Dry Mouth Fails That Will Make You More at Risk for Decay
Dry mouth is a surprisingly common cause of tooth decay. Without saliva to wash food particles away from teeth, bring dissolved minerals into contact with tooth enamel to rebuild and strengthen it, and raise the pH of the oral environment after eating to keep acid damage at bay, the risk of tooth decay rises rapidly. It’s an uncomfortable condition and one that risks your long-term relationship with your teeth.
Given how important healthy saliva flow is to your teeth, it’s vital to avoid the top 3 dry mouth fails that leave you at risk for painful tooth decay.
Fail #1- Ignoring your medication warnings
Many medications carry the risk of dry mouth, and it is one of the most commonly reported side effects of numerous medications used to treat numerous conditions including high blood pressure, seasonal allergies, depression, and many other common and uncommon conditions.
While it may be possible to switch to a medication without dry mouth as a side effect, you may need to continue the medication for your overall health. If you take a medication that causes dry mouth, it’s important to treat the dry mouth. Rinses, sprays, gum, and staying well hydrated can all help prevent tooth decay and discomfort associated with dry mouth.

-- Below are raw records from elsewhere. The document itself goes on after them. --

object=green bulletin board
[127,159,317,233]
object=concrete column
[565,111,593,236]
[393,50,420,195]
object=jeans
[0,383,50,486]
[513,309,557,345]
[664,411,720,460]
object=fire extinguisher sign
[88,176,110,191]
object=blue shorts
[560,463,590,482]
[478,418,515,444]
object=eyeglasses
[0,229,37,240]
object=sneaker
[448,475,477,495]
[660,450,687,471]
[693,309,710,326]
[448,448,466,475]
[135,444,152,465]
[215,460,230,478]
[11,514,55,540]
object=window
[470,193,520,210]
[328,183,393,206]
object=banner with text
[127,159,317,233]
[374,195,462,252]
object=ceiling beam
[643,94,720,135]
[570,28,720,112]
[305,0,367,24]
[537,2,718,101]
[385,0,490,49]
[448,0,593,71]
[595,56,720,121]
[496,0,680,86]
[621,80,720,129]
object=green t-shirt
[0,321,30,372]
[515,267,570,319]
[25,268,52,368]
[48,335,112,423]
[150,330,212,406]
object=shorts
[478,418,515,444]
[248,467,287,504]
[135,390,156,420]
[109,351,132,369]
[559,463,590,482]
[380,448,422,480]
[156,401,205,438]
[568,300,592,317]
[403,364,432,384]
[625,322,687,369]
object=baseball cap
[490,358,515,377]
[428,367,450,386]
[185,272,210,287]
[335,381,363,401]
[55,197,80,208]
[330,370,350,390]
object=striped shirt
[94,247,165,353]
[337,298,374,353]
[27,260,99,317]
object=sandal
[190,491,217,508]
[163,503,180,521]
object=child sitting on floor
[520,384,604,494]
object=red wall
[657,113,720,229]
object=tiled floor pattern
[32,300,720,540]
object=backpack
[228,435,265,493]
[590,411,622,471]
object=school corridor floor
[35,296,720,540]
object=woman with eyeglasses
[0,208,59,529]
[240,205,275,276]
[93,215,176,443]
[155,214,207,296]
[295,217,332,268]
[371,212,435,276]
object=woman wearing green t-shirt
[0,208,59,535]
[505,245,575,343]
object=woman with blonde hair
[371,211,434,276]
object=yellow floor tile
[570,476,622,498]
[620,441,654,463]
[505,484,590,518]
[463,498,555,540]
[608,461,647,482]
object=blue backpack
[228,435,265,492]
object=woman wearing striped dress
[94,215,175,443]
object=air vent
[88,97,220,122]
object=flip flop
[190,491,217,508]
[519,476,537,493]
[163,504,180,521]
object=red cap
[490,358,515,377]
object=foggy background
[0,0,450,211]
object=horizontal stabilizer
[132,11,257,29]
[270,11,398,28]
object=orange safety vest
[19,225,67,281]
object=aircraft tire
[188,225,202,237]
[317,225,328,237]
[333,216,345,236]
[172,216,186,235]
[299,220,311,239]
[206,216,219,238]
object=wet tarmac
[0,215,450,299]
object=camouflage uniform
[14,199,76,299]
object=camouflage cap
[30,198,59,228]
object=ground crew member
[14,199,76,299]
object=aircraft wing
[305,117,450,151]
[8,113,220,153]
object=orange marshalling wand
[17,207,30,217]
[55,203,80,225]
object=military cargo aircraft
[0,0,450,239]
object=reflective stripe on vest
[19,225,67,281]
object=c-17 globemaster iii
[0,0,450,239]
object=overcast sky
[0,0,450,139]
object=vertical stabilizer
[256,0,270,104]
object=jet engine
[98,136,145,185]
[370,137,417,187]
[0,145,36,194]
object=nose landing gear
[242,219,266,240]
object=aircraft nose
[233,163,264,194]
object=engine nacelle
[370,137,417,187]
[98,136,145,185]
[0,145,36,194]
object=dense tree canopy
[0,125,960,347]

Fail #2- Ignoring dry mouth causing conditions
As if it weren’t bad enough that medication used to treat common health conditions can cause dry mouth, some medical conditions themselves are a dry mouth culprit. Autoimmune diseases like Sjogren’s syndrome, lupus, or rheumatoid arthritis which attack the body’s natural saliva producing glands are common culprits. Even though we tend to think of them as conditions of the mind, stress, anxiety, and depression also can have dry mouth as a physical side effect.
Visiting your health care professionals, both dental and general, can help you identify or narrow doesn’t physiologic sources of dry mouth. Treatment for those conditions will generally involve treatment of dry mouth with good hydration and the same types of oral care products that alleviate medication-caused dry mouth.

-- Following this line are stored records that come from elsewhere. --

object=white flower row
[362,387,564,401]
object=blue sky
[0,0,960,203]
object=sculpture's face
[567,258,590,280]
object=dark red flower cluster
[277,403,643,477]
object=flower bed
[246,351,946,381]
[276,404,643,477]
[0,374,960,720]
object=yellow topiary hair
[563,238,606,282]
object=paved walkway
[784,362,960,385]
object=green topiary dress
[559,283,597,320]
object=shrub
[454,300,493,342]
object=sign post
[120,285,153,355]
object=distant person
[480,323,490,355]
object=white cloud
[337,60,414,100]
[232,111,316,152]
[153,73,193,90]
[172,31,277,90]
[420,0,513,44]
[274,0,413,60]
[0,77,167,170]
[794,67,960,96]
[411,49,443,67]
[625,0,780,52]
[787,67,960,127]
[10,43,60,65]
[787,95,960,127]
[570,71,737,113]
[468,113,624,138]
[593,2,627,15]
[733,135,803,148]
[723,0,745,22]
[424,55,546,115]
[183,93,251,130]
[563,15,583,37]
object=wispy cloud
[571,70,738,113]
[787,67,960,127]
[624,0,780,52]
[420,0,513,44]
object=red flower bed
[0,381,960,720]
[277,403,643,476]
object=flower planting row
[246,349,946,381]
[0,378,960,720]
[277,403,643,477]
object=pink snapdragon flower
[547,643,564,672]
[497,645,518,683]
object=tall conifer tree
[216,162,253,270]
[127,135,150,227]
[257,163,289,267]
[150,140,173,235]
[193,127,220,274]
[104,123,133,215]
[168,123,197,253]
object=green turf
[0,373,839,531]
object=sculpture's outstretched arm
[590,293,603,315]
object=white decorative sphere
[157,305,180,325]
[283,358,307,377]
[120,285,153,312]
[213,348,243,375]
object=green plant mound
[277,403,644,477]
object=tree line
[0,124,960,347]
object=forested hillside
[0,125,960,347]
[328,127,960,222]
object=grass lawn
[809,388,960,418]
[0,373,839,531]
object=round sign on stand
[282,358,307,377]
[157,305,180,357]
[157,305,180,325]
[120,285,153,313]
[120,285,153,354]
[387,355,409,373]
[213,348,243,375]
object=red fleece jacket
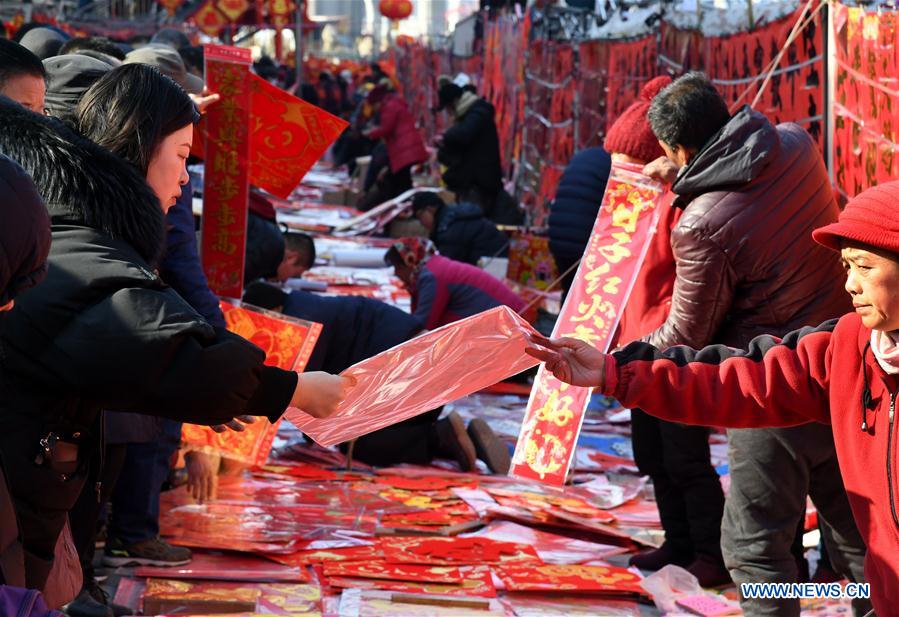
[602,313,899,615]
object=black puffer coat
[646,107,851,349]
[0,155,50,306]
[0,100,297,589]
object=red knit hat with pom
[604,75,671,163]
[812,181,899,253]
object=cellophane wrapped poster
[285,306,537,447]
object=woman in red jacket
[528,182,899,615]
[365,86,428,199]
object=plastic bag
[285,306,538,446]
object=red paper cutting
[181,302,322,465]
[250,75,349,198]
[285,306,537,446]
[328,566,496,598]
[510,163,663,486]
[324,561,465,585]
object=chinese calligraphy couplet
[201,45,252,299]
[510,163,664,486]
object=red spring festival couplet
[510,163,664,486]
[202,45,252,299]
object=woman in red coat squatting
[528,182,899,617]
[365,86,428,199]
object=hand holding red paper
[285,306,537,447]
[524,336,606,388]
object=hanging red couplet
[510,163,664,486]
[202,45,252,299]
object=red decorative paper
[328,566,496,598]
[216,0,250,23]
[379,538,540,565]
[267,544,384,566]
[201,45,252,299]
[487,488,615,523]
[194,0,228,37]
[250,72,349,198]
[833,4,899,199]
[660,2,828,147]
[506,233,559,289]
[324,561,465,585]
[181,302,322,466]
[143,578,261,615]
[375,475,478,491]
[495,564,646,595]
[510,163,663,486]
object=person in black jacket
[437,77,521,225]
[0,65,348,589]
[549,148,612,294]
[412,192,509,265]
[0,155,50,587]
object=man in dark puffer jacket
[645,73,865,615]
[549,148,612,294]
[0,99,344,589]
[412,192,509,266]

Fail #3- Treating dry morning mouth the wrong way, or not treating it at all
You read that sugar-free candies can help alleviate dry mouth symptoms. But, you don’t like the taste of sugar-free candies, so you just eat the sugar-containing kind instead. Candy is candy, right? In the case of oral health, not so.

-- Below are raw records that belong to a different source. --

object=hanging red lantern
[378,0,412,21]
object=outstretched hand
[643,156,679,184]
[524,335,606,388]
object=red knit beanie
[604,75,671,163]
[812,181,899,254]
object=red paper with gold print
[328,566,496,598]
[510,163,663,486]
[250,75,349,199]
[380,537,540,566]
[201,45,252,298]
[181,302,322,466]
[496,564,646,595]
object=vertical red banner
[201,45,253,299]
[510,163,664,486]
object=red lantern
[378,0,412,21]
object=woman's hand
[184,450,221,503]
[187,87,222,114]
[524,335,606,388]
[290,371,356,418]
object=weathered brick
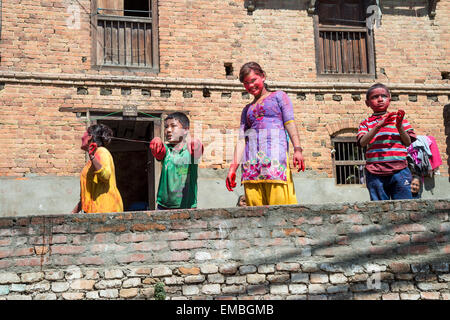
[208,273,225,283]
[289,284,308,294]
[381,293,400,300]
[62,292,84,300]
[200,264,219,274]
[184,275,205,283]
[122,278,141,289]
[267,273,290,283]
[119,288,139,299]
[226,275,247,284]
[51,282,70,293]
[247,274,266,284]
[310,273,328,283]
[70,279,95,290]
[105,269,123,279]
[34,293,57,300]
[291,273,309,283]
[94,280,122,290]
[99,289,118,299]
[178,267,200,275]
[270,284,289,295]
[308,284,327,294]
[0,272,20,284]
[152,266,172,277]
[276,262,300,271]
[420,292,440,300]
[400,293,420,300]
[182,286,200,296]
[222,285,246,294]
[258,264,275,273]
[20,272,44,283]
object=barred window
[94,0,159,72]
[331,137,366,185]
[315,0,375,76]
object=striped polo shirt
[357,115,416,175]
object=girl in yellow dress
[72,124,123,213]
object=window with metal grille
[315,0,375,76]
[331,137,366,184]
[94,0,159,72]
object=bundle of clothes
[407,136,442,177]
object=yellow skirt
[244,162,298,206]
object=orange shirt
[80,147,123,213]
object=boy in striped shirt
[357,83,416,201]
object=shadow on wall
[244,0,311,10]
[244,0,430,17]
[443,104,450,182]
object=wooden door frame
[86,110,164,210]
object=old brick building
[0,0,450,215]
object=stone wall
[0,200,450,300]
[0,0,450,178]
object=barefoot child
[150,112,203,210]
[357,83,416,201]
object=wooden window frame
[91,0,160,73]
[331,136,366,186]
[313,0,376,80]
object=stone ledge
[0,71,450,95]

It’s important not to use sugary candy or drink juice and soda to treat your dry mouth. The bacteria that cause cavities feast on the carbohydrates from those foods. Your efforts to improve your oral health will, quite possibly, make it much worse.
Oral care products should be selected with care, too. Rinses and sprays that contain significant amounts of alcohol actually will make your mouth dryer after use instead of hydrating it and providing relief of dry mouth.
Obviously, avoiding tooth decay is an important long term goal when treating dry mouth. Avoid these top three fails to help keep your mouth happy and your teeth strong and rooted.